In the tenth count, DeMaria alleges that the Club was negligent in the representations it made to her daughter when she accepted its offer of employment. The plaintiff states that the Club did not warn her that, as a term and condition of her employment, she would be subjected to the type of behavior that Renzulli directed toward her. The Club argues that this count should be stricken because DeMaria does not allege sufficient facts to support her allegation that the Club's omission of this information was a misstatement of fact. DeMaria contends that she has adequately pleaded this claim.
To maintain a claim for negligent misrepresentation, a plaintiff must allege the following: "1) a false representation was made to the party as a statement of fact, 2) it was made for the guidance of the party' 3) the party making the representation failed to exercise reasonable care in obtaining or communicating the information, and 4) the pleading party justifiably relied on the representation to its detriment." Ocwen FederalBank, FSB v.

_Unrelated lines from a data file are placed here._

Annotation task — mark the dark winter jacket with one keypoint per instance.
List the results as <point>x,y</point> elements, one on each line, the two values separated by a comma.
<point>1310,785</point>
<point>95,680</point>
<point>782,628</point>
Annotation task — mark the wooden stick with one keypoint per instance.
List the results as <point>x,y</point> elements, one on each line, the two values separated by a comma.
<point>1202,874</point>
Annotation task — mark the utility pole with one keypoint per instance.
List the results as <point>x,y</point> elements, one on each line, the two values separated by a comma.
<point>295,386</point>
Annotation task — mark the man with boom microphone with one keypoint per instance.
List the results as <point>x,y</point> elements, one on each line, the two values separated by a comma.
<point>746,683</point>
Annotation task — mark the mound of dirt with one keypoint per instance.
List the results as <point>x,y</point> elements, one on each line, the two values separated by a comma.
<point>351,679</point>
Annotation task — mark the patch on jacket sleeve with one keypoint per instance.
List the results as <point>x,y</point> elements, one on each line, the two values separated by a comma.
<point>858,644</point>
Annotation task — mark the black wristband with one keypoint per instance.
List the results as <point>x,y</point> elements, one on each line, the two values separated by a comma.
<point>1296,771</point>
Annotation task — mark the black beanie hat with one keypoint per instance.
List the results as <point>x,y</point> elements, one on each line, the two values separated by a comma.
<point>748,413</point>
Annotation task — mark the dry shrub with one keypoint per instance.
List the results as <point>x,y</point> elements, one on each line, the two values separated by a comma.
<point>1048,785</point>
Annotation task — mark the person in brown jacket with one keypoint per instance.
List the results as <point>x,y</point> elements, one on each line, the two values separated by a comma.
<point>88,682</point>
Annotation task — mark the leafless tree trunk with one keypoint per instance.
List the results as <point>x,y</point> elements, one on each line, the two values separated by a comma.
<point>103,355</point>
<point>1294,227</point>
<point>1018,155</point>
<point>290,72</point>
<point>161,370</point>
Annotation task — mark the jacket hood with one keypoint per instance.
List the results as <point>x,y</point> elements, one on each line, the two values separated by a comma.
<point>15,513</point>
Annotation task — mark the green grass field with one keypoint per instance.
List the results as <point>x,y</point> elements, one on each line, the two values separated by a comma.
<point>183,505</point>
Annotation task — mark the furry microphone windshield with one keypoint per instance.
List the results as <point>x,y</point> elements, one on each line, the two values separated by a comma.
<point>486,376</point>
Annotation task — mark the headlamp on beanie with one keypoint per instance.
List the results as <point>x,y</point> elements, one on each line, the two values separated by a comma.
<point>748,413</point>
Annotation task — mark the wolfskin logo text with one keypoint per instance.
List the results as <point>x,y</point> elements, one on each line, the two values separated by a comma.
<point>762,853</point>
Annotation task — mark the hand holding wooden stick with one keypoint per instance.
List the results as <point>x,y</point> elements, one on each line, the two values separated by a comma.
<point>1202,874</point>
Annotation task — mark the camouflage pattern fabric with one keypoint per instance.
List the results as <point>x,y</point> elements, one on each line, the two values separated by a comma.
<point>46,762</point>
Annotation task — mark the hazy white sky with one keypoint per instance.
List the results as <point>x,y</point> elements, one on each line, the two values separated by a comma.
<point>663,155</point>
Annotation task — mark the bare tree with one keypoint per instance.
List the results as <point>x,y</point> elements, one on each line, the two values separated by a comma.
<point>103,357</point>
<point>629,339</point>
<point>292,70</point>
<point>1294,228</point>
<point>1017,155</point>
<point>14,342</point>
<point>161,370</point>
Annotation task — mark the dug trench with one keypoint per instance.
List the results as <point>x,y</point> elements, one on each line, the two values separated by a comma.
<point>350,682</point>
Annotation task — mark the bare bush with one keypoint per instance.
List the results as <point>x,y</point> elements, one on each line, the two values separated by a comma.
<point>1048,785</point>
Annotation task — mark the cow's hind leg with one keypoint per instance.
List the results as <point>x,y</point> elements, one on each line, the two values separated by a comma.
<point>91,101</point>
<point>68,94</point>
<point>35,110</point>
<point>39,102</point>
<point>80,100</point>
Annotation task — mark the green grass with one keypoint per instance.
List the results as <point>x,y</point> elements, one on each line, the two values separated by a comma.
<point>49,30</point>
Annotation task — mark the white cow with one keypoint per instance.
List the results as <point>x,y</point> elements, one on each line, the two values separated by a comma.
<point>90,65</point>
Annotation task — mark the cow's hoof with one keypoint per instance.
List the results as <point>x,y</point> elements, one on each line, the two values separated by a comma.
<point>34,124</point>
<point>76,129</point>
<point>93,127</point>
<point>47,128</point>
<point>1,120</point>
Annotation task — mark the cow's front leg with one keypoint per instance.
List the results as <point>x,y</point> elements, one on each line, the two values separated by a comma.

Rivas, Superior Court, judicial district of Fairfield at Bridgeport, Docket No. CV 99 0368135 (February 21, 2002, Stevens, J.). As to the element at issue, "falsity is an essential element . . . and [the plaintiff] bears the burden of demonstrating that the defendants made certain representations . . . that were in fact untrue." Daley v. AetnaCT Page 1372Life Casualty Co., 249 Conn. 766, 792, 734 A.2d 112 (1999). The tenth count does not contain any factual allegations that support this element. All of the allegations that DeMaria makes about Renzulli pertain to conduct that he engaged in after her daughter began working at the Club. Accordingly, the Club's motion to strike the tenth count is granted.
For the foregoing reasons, the motion to strike filed by defendant Country Club of Fairfield, Inc. is granted with respect to the third, fourth, fifth, eighth, ninth, and tenth counts. The motion is denied with respect to the first count.